Hemolymphangioma is a congenital malformation of the vascular system [
4]. The formation of this tumor may be explained by obstruction of the venolymphatic communication between dysembryoplastic vascular tissue and systemic circulation; only one case has been reported previously [
5]. Although rare, splenic hemolymphangioma should be considered in the differential diagnosis when a cystic tumor of the spleen is found, particularly when there is insufficient evidence to diagnose cystic hemangiomas, cystic lymphangiomas, and epidermoid and dermoid cysts. The optimal treatment strategy remains controversial. The surgical options are based on the size of the tumor, its relation to the splenic hilar vessels and parenchyma, and the amount of healthy splenic tissue remaining. The aim of treatment is to remove the entire tumor, sparing splenic tissue and avoiding recurrence. In a multicenter study performed in four European countries [
6], a high recurrence rate was associated with laparoscopic fenestration and deroofing, and laparoscopic total cyst removal with or without splenic tissue has been considered as the treatment of choice.

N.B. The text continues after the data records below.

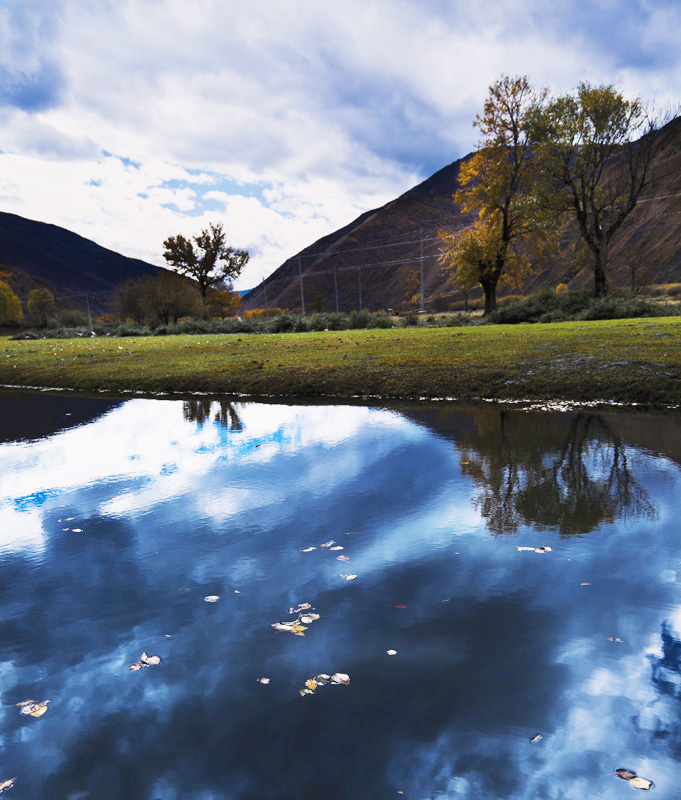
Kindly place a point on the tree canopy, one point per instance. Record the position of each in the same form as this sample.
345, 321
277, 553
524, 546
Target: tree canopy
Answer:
208, 259
595, 148
495, 184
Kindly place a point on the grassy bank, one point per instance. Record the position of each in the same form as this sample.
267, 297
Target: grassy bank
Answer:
624, 360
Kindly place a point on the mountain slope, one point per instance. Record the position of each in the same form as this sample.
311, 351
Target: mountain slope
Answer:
38, 254
377, 257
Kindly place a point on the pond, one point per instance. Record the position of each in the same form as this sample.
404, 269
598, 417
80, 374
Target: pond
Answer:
501, 589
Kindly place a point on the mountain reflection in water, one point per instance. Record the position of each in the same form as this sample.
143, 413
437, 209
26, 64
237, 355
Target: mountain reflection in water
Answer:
114, 531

Additionally, deroofing carries the risk of content spillage. Currently, laparoscopic partial splenectomy is feasible, reproducible, and safe in children with hematological diseases or focal splenic tumors. Partial splenectomy is the best method to prevent post-splenectomy infections since it preserves the spleen’s immune role. Laparoscopic partial splenectomy also offers the benefits of a minimally invasive approach: laparoscopy is now considered the gold standard for total splenectomy in children [
7‐
9]. In fact, laparoscopy leads to fewer complications such as wound dehiscence, infections, intussusceptions, and pleural effusions. Less postoperative adhesion facilitates a second laparoscopy if completions of the splenectomy or cholecystectomy are required. According to Minkes [
10], laparoscopic splenectomy in children can be performed safely with a low conversion rate (2.9%). Laparoscopic partial splenectomy is still a challenging procedure (e.g., bleeding from the cut edge of the spleen can be difficult to control). Nevertheless, with an understanding of the vascular anatomy of the spleen, it can be safely performed. Based on vascular distribution, the spleen is divided mainly into two lobes. In our case, when the upper lobe vessels were ligated, the line of demarcation was formed making it easily accessible for partial splenectomy without major blood loss.